Thankfully it’s Verbena who breaks the almost oppressive silence steadily enveloping the room.
“Al,” she interrupts gently, stepping forward to stand beside me. “There are tests we could run.” It’s not a question.
He shakes his head and then pulls his gaze away from me to address her. “No, there aren’t, not really.”
It’s difficult to say whether it is apprehension I hear underlying Al’s words or something else. He is still suspicious that much is clear and it occurs to me that perhaps if its fear, but that doesn’t make sense. I don’t understand. Why would he be afraid?
I am suddenly reminded of what I had thought when he came in, that there was something about the way I looked. I glance down at myself and then raise my right hand to examine it. Readjusting the distance to focus better I note the obvious signs of aging that I can’t recall noticing before, but other than also realising that my nails definitely need cutting I cannot tell if there is anything different. Something coils inside of me, my confidence and certainty wavering as I lift my hand to touch my face. There is very little to be revealed by myself examination though. I needed to shave and may have lost some weight, but that didn’t explain Al’s earlier reaction or why I would feel that he was afraid. I let the thought go for the time being, dropping my hand to my side I return my attention to those around me.
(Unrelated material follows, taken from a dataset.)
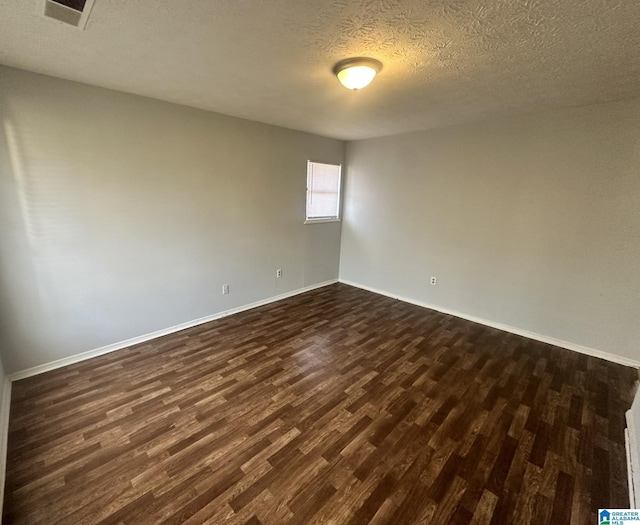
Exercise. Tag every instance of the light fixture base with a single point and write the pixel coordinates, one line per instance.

Verbena and Al as still regarding one another, she at least seems more open to the possibility that I’m who I say I am.
“I didn’t mean the usual medical tests used to establish identity,” she explains. “I meant that there must be questions we can ask, things that only Sam would know.”
Her intuitiveness is what has always made her invaluable and I manage a small smile. Al on the other hand is less impressed.
His eyes narrow again. His continuing scepticism making him far from happy. “You mean other than where we used to have dinner?”
He doesn’t give her a chance to answer or mention the project, instead he turns on me, pinning me with a look that makes me want to take a step back. “Which by the way isn’t classified. Anyone that works at the restaurant could have seen us. We were regulars.”
I feel myself flinch. Then almost as an afterthought he seems to remember the handlink. Turning it in his hands he adds. “I’m not sure what you’re inferring about Doctor Beckett and me or if this is someone’s idea of sick joke, either way there is one way we can be certain.”
“The imagining chamber,” I provide.
It feels as if Al is looking straight through me now and while he neither confirms nor denies my suggestion I see him swallow hard as if the very idea is completely unpalatable and needs to be forced down.